Ceux-ci, désormais mobiles dans l’espace planétaire, s’efforcent donc logiquement d’utiliser
ce surplus pour abaisser le coût de la force de travail. Ils peuvent aussi se désintéresser de sa
reproduction, et contraindre les Etats, mis en compétition pour les attirer, à réduire leurs
dépenses publiques sociales et en reporter la charge directe sur les revenus du travail. C’est
également l’intérêt de la fraction des capitaux qui pénètre dans le secteur des services
d’enseignement et fait pression sur leur dérégulation (AGCS). Le rôle de l’Etat est dès lors de
déconstruire ce qu’il avait précédemment construit, de « libérer » la force de travail des
nouvelles sécurités du salariat. La recherche, en revanche, est devenue un enjeu central de
compétitivité ; le problème pour les capitaux est de la piloter tout en reportant l’essentiel de
son coût – non divisible – sur les finances publiques. On observe donc une tendance à la
division de l’enseignement supérieur en deux. D’un côté des universités entrepreneuriales se consacrant prioritairement à la R&D et à la formation de personnel de très haut niveau ; de
l’autre des établissements – non marchands ou à but lucratif – désormais qualifiés de
« tertiaires », voués exclusivement à la formation au moindre coût de la classe moyenne et à
son adaptation « tout au long de la vie » aux besoins fluctuants de l’économie. La stratégie
actuellement adoptée par le gouvernement français – mettre en compétition les universités
pour l’accès, assorti de conditionnalités rigoureuses, aux seules ressources publiques – parait
viser à mettre en oeuvre cette recomposition du paysage de l’enseignement supérieur.

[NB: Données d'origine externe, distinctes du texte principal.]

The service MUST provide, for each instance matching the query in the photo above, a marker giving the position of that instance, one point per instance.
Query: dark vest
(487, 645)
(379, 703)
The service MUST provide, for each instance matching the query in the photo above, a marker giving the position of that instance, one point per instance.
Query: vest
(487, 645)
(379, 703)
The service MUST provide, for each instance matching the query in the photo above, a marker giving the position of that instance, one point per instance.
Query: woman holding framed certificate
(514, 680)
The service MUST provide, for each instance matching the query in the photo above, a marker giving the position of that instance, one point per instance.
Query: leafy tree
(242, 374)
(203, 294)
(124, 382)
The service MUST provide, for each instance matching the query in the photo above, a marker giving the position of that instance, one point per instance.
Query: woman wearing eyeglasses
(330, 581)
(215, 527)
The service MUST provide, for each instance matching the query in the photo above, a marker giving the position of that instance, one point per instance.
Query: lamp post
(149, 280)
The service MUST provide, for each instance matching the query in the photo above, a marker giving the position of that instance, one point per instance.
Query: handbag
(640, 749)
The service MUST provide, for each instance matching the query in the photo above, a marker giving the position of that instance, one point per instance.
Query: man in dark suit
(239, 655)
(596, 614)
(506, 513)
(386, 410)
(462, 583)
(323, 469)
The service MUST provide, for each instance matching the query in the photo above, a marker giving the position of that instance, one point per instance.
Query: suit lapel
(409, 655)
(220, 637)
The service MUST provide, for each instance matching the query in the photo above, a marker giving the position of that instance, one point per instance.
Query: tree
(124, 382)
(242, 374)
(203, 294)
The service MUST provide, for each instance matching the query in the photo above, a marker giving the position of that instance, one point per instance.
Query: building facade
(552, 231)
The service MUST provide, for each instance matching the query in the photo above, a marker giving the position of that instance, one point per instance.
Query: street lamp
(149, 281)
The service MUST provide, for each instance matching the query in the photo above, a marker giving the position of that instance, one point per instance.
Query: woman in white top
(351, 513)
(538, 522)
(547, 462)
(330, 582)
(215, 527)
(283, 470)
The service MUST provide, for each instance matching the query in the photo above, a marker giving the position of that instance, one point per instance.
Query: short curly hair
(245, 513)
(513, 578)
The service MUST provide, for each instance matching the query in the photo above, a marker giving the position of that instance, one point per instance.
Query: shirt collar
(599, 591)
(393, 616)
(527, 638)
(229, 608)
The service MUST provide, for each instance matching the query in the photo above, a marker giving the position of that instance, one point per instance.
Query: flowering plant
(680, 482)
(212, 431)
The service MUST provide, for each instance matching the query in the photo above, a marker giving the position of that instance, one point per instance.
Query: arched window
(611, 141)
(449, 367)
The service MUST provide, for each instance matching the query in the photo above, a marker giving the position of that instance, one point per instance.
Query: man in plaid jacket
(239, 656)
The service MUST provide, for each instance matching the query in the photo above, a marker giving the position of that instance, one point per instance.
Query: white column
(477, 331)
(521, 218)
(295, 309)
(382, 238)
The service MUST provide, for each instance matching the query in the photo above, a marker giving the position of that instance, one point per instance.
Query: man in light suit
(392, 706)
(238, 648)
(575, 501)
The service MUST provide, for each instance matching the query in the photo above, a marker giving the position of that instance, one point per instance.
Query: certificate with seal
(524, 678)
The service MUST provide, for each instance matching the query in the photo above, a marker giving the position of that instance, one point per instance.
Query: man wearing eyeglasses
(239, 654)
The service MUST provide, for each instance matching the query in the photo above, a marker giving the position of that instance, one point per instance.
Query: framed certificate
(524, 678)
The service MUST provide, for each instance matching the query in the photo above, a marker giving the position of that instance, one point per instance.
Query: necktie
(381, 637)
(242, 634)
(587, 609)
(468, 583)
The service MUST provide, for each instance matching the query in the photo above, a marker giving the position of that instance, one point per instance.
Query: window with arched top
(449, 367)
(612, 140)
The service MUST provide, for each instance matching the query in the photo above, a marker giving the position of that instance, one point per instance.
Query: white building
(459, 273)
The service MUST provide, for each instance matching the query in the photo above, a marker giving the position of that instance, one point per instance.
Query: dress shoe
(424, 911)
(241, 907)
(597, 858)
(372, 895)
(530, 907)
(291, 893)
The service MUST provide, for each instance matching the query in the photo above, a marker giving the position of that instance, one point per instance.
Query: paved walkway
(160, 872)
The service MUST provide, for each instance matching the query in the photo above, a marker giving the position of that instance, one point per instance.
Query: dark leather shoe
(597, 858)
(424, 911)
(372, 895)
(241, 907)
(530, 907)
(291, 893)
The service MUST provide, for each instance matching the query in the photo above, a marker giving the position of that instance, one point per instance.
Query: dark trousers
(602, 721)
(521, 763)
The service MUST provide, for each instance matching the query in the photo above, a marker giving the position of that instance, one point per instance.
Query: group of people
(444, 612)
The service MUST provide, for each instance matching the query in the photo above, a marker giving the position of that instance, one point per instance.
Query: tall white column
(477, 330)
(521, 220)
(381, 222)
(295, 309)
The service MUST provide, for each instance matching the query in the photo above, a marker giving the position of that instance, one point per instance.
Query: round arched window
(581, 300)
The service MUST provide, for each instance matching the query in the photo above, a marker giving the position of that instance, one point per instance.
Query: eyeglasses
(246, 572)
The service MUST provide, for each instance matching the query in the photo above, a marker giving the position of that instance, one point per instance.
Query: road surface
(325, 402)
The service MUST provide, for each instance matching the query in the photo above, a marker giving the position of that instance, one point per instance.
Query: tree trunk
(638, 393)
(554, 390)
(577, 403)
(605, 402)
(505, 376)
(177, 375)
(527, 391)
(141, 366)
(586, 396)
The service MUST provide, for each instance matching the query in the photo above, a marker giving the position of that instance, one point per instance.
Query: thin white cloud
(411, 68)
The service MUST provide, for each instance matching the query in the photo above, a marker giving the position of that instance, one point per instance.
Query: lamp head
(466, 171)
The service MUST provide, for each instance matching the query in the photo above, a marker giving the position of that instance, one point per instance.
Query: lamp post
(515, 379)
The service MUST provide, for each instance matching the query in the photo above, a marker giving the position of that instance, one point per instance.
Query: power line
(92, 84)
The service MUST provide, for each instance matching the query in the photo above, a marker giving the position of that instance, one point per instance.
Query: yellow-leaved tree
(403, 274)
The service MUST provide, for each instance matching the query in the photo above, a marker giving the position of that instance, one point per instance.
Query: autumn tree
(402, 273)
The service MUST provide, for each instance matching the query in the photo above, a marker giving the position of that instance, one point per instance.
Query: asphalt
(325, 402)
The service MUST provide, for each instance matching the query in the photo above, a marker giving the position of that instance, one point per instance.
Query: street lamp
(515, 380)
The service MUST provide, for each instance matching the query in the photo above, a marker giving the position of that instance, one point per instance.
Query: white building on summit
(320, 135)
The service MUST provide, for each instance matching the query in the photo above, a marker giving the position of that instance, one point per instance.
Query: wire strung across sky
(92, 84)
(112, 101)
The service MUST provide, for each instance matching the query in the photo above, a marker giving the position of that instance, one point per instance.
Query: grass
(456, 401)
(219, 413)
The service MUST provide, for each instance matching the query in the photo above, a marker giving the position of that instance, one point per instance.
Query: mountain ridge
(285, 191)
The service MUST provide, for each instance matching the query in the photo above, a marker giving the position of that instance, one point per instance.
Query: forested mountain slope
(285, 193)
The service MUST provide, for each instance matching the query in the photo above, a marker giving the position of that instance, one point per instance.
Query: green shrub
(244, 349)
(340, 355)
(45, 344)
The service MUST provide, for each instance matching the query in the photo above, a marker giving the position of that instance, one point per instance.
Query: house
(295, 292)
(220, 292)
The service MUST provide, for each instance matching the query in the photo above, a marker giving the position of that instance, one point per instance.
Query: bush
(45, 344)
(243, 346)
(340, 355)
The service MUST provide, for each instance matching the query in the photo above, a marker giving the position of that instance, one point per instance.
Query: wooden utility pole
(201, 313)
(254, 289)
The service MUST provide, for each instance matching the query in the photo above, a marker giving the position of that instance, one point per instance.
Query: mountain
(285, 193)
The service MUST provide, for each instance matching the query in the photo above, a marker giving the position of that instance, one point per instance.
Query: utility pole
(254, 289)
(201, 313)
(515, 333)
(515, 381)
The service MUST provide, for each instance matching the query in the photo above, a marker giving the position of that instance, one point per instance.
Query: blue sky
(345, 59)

Pendant ce temps les pays qui ont adopté depuis un quart de siècle la NGP dans
l’enseignement supérieur s’efforcent de faire machine arrière. La régression des revenus des
classes moyennes éduquées, combinée avec le coût croissant des études et l’endettement des
étudiants, a pour effet de tarir les flux de reproduction du stock de personnel très qualifié : les
pénuries sont réapparues. C’est le cas en particulier pour les emplois qui exigent des études
longues et qui, contribuant directement à la reproduction sociale, sont, comme la recherche et
l’enseignement, parmi les plus visés par la « contrainte » budgétaire. Compenser par
l’immigration la fuite des cerveaux nationaux vers d’autres métiers ou vers l’étranger a des
limites : les pays émergents tendent désormais à conserver leurs diplômés, les universités du
Sud au bout de la chaîne migratoire sont exsangues. Par ailleurs la NGP s’est avérée très
décevante en termes d’efficacité de l’exploitation du stock : pauvreté des indicateurs de
résultats à court terme, précarisation des personnels et bureaucratisation tatillonne du contrôle
sont contre-productifs. De l’avis de nombre de collègues étrangers, les pays qui sortiront les
mieux armés de la dépression économique sont ceux qui ne s’en seront pas servi pour
intensifier la NGP et auront su préserver (ou rétablir) dans l’enseignement supérieur et la
recherche ce qui a, depuis les origines de l’université, toujours été perçu comme ses conditions
de travail de base : la sécurité de l’emploi, la collégialité des décisions et la liberté académique
et scientifique.
Propos recueillis par François Bouillon.